Publicly commissioned cadastral maps record the plots of all the property owners and/or users in one administrative unit, and may be commissioned by government at all levels. Publicly commissioned cadastral mapping, which was practiced by the Romans at least as early as the second century B.C.E., began again in the early 17th century in the Netherlands and Sweden and continues today. The public authority might order such mapping for several reasons: to impose taxation, to reallocate land, as an inventory of national resources, to distribute plots on land to be settled, or as a public legal record to aid property transactions. Such projects almost invariably aroused opposition, either for the general reason that they absorbed time, personnel, and money that others thought might be better spent elsewhere, or from those who would suffer from the particular measure being effected by the maps. Nobles resented taxation surveys, which threatened their traditional immunity from taxation; peasants resented land redistribution schemes, which threatened their precarious livelihoods; and local people resented imperial surveys, which would allow central authorities more control over their lives. Publicly commissioned cadastral mapping did not always represent a threat: some of the earliest occurred in polder areas of the Netherlands, where people knew they must work together to raise money for dikes to keep their lands dry.
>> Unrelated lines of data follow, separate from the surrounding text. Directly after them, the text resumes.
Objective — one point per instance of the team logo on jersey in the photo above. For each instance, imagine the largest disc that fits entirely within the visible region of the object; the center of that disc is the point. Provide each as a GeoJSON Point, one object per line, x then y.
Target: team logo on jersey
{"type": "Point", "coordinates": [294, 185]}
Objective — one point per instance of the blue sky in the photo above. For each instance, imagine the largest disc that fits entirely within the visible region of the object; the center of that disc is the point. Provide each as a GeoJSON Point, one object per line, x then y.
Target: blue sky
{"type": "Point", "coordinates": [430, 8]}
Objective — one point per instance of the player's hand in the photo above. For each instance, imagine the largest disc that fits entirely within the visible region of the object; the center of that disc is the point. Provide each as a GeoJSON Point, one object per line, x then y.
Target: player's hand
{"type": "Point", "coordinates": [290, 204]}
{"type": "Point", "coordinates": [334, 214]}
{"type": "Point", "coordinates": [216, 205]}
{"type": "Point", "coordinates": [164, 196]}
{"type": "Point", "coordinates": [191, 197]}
Because each publicly commissioned cadastral map was used by relatively few people, they generally remained in manuscript and in government archives. A few, such as those advertising plots for sale in newly laid out towns, were printed. Between the private estate maps and the publicly commissioned cadastral maps lie maps of crown estates (land over which the crown, or later in some countries the state, has rights, but which may include plots of land held by others). Where the estate in question was small and the purpose of the map was land management, the maps often resemble estate maps. There are many beautiful examples of such maps, made for display by the prince and perhaps showing his hunting grounds. Where such estates covered huge tracts of land or had many tenants, they resemble government cadastral maps and could have a connected purpose, because the more money raised by the crown through effective administration of crown estates, the less pressure for taxation to fund government. Government cadastral maps gradually changed from being used to effect one particular measure to being a body of information useful for a variety of government needs. Cadastral maps today are mostly publicly commissioned, and many use geographical information systems accurately and comprehensively to record information for many purposes.

Bibliography:

  1. Roger P. Kain and Elizabeth Baigent, The Cadastral Map in the Service of the State: A History of Property Mapping (University of Chicago Press, 1992);
  2. David Buisseret, , Rural Images: Maps in the Old and New Worlds (University of Chicago Press, 1996).